[plt-dev] symbol->string and mutability
On Thu, Jun 18, 2009 at 3:35 AM, Matthew Flatt<mflatt at cs.utah.edu> wrote:
> At Wed, 17 Jun 2009 20:28:10 -0400, Carl Eastlund wrote:
>> Why do symbol->string and keyword->string produce mutable strings? In
>> so doing, they have to allocate a new string every time. Is there any
>> way to get at an immutable string that is not allocated more than
>> once? I would prefer that this be the default behavior; R6RS already
>> specifies that symbol->string produces an immutable string, for
>> instance.
>
> Symbols and keywords are represented internally in UTF-8, while strings
> are represented internally as UTF-32. So, there's not an obvious way to
> have `symbol->string' avoid allocation, except by either caching a
> string reference in the symbol (probably not worth the extra space,
> since most symbols are never converted) or keeping a symbol-to-string
> mapping in a hash table (which any programmer can do externally).
>
> I think it would be a good idea to switch to an immutable-string
> result, but considering potential incompatibility, it has never seemed
> worthwhile in the short run.
I see. I have contracts set up to accept only symbols and keywords
whose names are ASCII strings; I was planning to use a weak, eq?-based
hash of their names to shortcut the test. Apparently, though, I
cannot get eq?-unique names for symbols and strings. If I hash the
symbols and keywords themselves, I believe the weak table can never
reclaim the space (since interned symbols and keywords are forgeable);
if I use an equal? hash, it defeats the purpose.

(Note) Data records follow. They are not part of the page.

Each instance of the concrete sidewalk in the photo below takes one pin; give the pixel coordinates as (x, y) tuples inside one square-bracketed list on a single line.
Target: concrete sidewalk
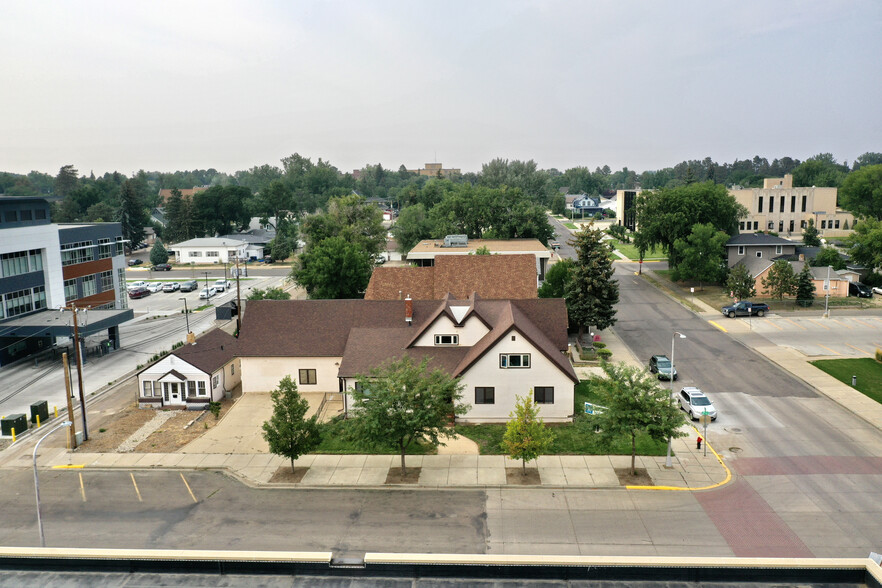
[(691, 468)]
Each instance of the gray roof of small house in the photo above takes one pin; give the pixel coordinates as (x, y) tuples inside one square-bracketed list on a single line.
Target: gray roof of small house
[(758, 240)]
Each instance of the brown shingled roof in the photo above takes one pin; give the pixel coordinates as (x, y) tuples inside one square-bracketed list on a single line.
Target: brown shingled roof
[(491, 276), (212, 351)]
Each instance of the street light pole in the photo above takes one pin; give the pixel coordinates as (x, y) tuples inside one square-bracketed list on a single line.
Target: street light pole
[(37, 480), (668, 463), (186, 315)]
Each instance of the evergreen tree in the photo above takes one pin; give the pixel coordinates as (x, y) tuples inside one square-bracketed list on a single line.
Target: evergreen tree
[(780, 281), (805, 287), (592, 293), (810, 235), (132, 213), (288, 433), (740, 283), (158, 254), (526, 436)]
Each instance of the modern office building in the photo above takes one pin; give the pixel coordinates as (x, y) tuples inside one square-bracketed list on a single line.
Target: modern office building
[(45, 267)]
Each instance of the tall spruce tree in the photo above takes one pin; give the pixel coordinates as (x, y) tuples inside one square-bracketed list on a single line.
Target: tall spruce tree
[(592, 293)]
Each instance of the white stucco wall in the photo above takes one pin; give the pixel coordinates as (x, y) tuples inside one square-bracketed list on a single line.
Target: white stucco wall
[(512, 382), (469, 334), (263, 374)]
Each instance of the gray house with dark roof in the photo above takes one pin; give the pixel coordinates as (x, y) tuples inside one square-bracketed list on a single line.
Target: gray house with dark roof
[(757, 246), (500, 349)]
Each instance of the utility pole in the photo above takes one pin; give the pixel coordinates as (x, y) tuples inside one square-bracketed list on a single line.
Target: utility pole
[(79, 359), (73, 429), (238, 301)]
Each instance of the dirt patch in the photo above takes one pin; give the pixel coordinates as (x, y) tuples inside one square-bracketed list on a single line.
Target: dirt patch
[(517, 477), (397, 476), (627, 477), (287, 475), (172, 436)]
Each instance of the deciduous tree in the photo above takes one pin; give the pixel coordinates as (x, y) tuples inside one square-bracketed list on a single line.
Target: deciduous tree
[(288, 432), (634, 404), (526, 436), (740, 283), (780, 281), (403, 402), (592, 293)]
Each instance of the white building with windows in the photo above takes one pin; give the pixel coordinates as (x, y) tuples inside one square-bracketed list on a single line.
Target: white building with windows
[(193, 375), (210, 250)]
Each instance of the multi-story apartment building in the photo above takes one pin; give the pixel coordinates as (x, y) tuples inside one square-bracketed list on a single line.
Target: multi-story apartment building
[(786, 210), (45, 267)]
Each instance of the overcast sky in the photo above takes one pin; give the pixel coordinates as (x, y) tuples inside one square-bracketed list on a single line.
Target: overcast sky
[(182, 85)]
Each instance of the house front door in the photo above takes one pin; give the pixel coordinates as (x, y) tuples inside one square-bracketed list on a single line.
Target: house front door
[(172, 392)]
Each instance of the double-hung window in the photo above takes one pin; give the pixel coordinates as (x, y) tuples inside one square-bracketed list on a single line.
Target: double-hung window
[(514, 360)]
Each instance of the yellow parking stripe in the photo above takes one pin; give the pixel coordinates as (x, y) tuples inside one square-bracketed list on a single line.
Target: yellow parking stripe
[(188, 488), (138, 492), (859, 349), (82, 487), (714, 323), (828, 349)]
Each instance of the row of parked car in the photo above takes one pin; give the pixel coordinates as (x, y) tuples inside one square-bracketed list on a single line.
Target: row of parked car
[(141, 289)]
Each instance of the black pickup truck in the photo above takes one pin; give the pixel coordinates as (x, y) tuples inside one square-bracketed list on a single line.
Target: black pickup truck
[(745, 308)]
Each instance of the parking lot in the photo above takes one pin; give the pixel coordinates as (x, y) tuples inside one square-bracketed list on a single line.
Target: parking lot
[(836, 336)]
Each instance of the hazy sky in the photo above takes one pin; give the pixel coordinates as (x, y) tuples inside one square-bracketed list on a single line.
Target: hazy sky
[(181, 85)]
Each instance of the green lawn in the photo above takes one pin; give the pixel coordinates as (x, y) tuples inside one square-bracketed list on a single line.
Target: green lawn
[(569, 438), (629, 251), (868, 371)]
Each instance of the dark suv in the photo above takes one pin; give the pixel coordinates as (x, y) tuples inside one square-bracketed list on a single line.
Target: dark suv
[(661, 365), (859, 290)]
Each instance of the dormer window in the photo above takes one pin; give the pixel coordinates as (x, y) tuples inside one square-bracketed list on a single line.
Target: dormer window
[(446, 339)]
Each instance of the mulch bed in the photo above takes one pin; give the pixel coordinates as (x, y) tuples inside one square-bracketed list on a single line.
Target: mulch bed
[(517, 477), (626, 478), (285, 475), (397, 476)]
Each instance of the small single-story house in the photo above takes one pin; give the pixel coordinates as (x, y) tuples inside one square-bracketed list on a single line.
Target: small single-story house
[(210, 250), (757, 246), (491, 276), (193, 375), (500, 349), (426, 252)]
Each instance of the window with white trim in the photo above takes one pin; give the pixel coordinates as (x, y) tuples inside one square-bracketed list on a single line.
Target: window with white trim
[(543, 394), (514, 360)]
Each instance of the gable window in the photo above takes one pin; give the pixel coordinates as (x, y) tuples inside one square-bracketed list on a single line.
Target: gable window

In the end, this is
probably premature optimization; symbol and keyword names are usually
short, so I can just use an unhashed check.
However, while I'm musing out loud... would it be possible to have
symbol->bytes and keyword->bytes that produce the UTF-8 representation
(presumably with guarantees of uniqueness, immutability, and proper
UTF-8 encoding)?
--Carl